Allah’ı kim yarattı? Güneş ışığını kimden, nereden almaktadır? Peki su ıslaklığını neyden/kimden almaktadır? (s. 94) Yazılım ile onu üreten kişiler arasında neredeyse hiçbir benzerlik yoktur. (s. 95) İhlas Suresi, 1-4: “O Allah doğurmamış ve doğurulmamıştır, O’nun hiçbir dengi yoktur.”
Allah varsa neden onu göremiyoruz? İnsan gözü, ışınların sadece % 2.5 kadarını görebildiği belirtilmektedir. Allah’ın görülmemesi, var oluş amacımıza da uygundur. İmtihan edilmek için gönderilmişiz, görülen bir şeye imtihanda olmaz. (s. 99)
Allah kaldıramayacağı bir taş yaratabilir mi? Kaldıramayacağı bir taş olan zatın Allah olması mümkün olabilir mi ? (s. 101)
Bizle alakalı işler iki kısma ayrılıyor. Kendi elimizle olmayarak gerçekleşen işler. Tırnaklarımızın büyümesi gibi. İkincisi ise, bizzat kendi tercihimizde yaptığımız işler. (s. 104) Bize bir irade vermiş olduğuna göre Allah’ın bizi bu irade üzerinden imtihan etmesinde şaşılacak ne var? İmtihana tabi tutmak için gerekli olan şey bu irade değil midir? (s. 105)
Allah bana sormadan beni niçin yarattı, bu zülüm değil midir? Her türlü güzelliğinden istifade ettiğiniz, asla ölmek istemediğiniz bu hayatta sıra bazı sorumluluklara gelince mi ‘Ben dünyaya kendi tercihimde gönderilmedim’ diyorsunuz? Neydik? Bir hiç…Varlığımız bir nimettir, asıl bu hayata ne için gönderildiğimizi, burada bulunma gayemizin ne olduğunu araştırmalıyız. (s. 110) Ben isteğimle gelmedim… Bir şeyin sorulabilmesi için önce var edilmesi gerekir. Ben var olmak istemiyor olsaydım bile ‘var’ olmam gerekirdi. Var olmadan tercih etmem söz konusu olamaz ki? Soru tutarsızdır. (s. 111) Şunu sormalı insan kendine, ben bu varlığı hak edecek ne yaptım ki, Allah bana bu nimeti verdi? İnsanoğlu ‘Ben’ diyebilmesini borçlu olduğu varlığını sorgulamaktadır. Varlığını sorgulamak yerine varlığını anlamlandıracak şeylerin peşinde koşmalı insan. (s. 112) İnsan neden hayatını zayi ettirecek taraflara yönelir, niçin sadece bu hayatta cehenneme atılmak için göndermişiz ve iradelerimiz elimizden alınmış gibi bir tablo çizmeye gayret eder? İnsan hayatını ebedi mutluluğa çevirmeye çalışmalıdır. Zulüm, başkasına ait olan bir şey de tasarruf yapmaktır. (s. 113) Cenabı Hak, insanın varlığını yokluğuna tercih ederek onu yaratmıştır. Allah için başkasına ait bir şey olmayacağı için, insanı var etmesi asla zulüm olmayacaktır. Ateist var olmadığına inandığı bir yaratıcının onu var etmeden önce kendisine sormasını beklemesi mantıksızdır. (s. 114)
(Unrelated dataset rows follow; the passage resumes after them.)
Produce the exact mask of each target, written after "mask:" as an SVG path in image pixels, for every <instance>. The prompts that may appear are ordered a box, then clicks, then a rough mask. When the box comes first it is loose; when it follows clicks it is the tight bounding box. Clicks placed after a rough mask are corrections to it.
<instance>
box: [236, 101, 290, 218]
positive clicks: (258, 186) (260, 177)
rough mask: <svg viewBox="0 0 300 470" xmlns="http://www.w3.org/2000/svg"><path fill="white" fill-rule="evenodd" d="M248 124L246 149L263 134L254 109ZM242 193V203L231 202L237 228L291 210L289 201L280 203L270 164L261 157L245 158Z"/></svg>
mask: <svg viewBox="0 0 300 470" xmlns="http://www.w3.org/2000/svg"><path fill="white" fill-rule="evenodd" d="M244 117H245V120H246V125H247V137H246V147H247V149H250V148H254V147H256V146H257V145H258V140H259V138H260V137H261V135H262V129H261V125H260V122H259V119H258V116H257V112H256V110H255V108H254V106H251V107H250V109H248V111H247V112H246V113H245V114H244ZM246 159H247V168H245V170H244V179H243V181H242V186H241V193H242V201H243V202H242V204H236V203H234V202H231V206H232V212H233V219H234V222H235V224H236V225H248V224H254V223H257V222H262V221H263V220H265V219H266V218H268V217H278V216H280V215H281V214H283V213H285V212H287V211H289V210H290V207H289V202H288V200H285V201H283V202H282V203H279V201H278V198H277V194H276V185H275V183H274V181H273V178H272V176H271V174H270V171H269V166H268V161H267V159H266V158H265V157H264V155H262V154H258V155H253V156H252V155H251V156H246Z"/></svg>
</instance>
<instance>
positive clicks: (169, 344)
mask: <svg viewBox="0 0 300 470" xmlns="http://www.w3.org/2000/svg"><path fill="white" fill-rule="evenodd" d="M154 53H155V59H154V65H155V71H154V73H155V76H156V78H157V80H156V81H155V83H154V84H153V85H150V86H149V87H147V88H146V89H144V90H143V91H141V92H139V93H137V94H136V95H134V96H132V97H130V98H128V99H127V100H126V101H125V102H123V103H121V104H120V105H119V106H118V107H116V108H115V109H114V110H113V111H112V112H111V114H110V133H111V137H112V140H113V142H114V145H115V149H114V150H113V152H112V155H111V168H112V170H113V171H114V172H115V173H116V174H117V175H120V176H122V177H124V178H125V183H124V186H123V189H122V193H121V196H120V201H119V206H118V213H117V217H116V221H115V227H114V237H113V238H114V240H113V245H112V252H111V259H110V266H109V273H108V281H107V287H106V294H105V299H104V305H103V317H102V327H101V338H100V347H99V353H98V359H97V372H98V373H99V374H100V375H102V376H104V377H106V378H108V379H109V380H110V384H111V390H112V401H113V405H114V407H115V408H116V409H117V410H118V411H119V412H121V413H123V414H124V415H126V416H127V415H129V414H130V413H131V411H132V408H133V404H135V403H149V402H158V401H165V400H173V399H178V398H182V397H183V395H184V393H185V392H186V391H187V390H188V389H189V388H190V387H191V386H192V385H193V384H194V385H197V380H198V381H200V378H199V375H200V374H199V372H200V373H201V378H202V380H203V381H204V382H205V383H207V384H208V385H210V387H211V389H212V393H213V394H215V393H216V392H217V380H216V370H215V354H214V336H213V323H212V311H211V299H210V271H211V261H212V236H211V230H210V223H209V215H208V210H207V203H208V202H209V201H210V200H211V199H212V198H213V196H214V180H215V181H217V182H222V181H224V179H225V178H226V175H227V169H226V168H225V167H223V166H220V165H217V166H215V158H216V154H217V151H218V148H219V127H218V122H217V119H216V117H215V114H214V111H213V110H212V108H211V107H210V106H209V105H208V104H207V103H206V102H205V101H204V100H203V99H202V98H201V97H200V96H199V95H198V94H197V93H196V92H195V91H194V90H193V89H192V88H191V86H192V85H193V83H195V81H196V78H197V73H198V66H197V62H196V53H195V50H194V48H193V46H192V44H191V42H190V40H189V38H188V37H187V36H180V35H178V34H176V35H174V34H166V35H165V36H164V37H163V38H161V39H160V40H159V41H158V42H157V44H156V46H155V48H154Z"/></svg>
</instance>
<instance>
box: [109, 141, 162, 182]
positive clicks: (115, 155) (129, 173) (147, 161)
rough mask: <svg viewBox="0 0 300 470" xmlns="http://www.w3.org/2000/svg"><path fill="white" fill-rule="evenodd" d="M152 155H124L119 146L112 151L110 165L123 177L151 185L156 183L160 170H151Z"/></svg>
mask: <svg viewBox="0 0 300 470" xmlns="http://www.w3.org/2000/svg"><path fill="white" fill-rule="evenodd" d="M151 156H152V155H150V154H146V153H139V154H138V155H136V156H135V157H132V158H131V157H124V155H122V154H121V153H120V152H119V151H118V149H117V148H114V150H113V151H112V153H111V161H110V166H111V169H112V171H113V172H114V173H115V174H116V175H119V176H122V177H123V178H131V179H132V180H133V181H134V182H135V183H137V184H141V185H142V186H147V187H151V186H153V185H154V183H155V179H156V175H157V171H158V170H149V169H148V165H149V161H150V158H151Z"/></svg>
Allah neden günah işlememize engel olmuyor? Cenab-ı Hak iyiyi de kötüyü de yaratmıştır ve bizleri her ikisini de tercih edebilme iradesi vermiştir. İmtihan edilen insanın kaybetmiş olmasının sebebi kötünün varlığı değil, kötüyü ‘tercih etmiş’ olmasıdır. (s. 118)
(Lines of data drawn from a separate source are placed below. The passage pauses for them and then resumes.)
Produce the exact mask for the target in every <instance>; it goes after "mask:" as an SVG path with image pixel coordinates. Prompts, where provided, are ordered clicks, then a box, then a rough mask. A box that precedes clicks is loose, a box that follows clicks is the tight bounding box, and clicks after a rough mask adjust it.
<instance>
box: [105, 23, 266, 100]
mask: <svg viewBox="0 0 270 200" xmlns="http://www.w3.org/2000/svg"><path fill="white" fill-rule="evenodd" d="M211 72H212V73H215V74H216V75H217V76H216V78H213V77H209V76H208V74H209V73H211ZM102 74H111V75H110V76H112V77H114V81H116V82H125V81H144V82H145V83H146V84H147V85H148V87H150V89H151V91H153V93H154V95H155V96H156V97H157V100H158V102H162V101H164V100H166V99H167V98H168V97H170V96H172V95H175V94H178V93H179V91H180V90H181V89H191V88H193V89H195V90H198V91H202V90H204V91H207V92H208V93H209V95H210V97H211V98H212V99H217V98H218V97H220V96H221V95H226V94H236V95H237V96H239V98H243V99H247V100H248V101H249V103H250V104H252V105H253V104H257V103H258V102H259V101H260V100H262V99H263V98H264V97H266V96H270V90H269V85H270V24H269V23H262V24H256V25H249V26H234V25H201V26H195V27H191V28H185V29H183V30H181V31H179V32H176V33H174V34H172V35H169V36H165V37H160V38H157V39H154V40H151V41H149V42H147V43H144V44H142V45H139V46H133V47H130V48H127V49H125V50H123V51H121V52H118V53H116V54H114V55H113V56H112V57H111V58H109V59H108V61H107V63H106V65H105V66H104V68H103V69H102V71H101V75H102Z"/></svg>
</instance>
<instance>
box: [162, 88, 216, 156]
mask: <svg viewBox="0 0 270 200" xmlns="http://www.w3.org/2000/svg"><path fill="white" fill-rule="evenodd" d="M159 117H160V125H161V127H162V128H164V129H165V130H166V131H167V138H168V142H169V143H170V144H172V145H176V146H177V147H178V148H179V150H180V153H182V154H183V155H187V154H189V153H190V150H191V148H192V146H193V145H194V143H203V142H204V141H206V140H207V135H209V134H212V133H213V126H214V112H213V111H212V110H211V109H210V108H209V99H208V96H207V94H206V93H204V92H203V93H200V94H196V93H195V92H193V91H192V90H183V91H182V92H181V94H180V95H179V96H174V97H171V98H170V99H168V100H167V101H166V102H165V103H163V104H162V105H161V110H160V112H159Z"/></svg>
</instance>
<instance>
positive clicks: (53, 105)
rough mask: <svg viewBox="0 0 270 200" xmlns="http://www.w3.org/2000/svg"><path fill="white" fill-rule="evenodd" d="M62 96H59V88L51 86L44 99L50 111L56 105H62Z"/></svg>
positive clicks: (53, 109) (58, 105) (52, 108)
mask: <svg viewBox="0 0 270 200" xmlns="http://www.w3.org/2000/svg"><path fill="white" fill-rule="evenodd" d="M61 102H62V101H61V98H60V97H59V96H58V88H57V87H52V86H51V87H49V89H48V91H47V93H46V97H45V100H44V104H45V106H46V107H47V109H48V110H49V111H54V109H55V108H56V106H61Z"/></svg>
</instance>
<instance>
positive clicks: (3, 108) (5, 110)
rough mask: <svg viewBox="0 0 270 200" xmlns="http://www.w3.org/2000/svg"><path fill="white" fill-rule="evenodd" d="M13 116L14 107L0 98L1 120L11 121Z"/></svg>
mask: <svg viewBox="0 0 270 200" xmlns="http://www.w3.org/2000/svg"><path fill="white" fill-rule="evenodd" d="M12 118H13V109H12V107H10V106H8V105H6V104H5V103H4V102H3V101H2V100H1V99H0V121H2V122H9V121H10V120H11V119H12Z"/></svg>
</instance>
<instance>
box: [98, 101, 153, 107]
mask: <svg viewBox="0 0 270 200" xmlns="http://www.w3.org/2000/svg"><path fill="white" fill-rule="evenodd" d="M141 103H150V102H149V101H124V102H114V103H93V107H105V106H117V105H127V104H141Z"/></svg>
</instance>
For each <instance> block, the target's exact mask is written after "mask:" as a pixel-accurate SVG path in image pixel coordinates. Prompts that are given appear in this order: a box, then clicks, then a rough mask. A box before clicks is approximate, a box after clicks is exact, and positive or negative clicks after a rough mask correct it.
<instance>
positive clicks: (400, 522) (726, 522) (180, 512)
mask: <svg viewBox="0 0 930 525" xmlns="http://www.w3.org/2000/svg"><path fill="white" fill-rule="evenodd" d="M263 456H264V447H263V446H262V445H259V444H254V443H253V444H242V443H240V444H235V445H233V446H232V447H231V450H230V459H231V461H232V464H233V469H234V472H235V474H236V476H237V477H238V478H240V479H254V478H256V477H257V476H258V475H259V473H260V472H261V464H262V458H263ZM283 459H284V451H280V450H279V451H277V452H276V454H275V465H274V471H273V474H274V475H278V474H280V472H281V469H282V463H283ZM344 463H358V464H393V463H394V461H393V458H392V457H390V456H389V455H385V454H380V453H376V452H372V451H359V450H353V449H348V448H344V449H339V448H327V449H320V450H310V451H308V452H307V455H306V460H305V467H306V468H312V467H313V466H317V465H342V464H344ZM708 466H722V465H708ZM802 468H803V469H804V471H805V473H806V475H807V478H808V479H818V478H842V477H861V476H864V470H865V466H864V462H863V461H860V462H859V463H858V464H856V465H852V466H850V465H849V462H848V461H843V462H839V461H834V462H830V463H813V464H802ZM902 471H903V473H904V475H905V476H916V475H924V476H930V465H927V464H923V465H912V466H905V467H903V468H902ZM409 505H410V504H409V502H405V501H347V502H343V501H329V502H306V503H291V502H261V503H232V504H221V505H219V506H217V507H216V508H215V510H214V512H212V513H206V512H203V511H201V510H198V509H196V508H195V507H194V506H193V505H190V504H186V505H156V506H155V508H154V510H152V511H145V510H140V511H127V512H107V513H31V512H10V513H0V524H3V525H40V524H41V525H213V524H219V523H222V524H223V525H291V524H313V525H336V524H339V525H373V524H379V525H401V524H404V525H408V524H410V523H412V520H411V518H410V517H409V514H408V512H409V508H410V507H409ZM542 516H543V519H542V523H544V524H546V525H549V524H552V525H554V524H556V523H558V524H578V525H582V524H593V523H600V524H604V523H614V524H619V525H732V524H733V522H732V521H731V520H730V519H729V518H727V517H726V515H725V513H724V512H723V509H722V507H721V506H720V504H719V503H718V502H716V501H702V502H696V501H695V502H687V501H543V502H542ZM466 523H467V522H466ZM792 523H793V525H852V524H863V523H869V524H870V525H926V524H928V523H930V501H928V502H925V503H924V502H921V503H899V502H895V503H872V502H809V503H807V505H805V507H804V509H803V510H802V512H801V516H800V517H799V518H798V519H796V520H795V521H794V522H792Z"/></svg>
Allah’ın ibadet etmemize ihtiyacı var mı? Bir hoca talebesinden iyi ders çalışmasını isterken, kendisi ihtiyaç duyduğu için değil talebesi muhtaç olduğu için bunu ondan ister. (s. 121) İbadet etmemiz, menfaati yine bize dönen bir iyiliktir. Bugün insanların dünyevi imkanlara sahip olsalar bile, ruhi bunalım yaşadıkları bizzat gördüğümüz bir durum değil midir? Esasen bunun sebebi bedenin ve ruhun kullanım kılavuzuna göre kullanılmamasından kaynaklanmaktadır. (s. 123) “Allah size herhangi bir güçlük çıkarmak istemez. Sizi tertemiz kılmak, size nimetini tamamlamak ister. Umulur ki şükredersiniz.” (Maide Suresi, 6. ayet) Bir şeyi üreten kişi, onun nasıl kullanılması gerektiğini en iyi bilen kişidir. (s. 124)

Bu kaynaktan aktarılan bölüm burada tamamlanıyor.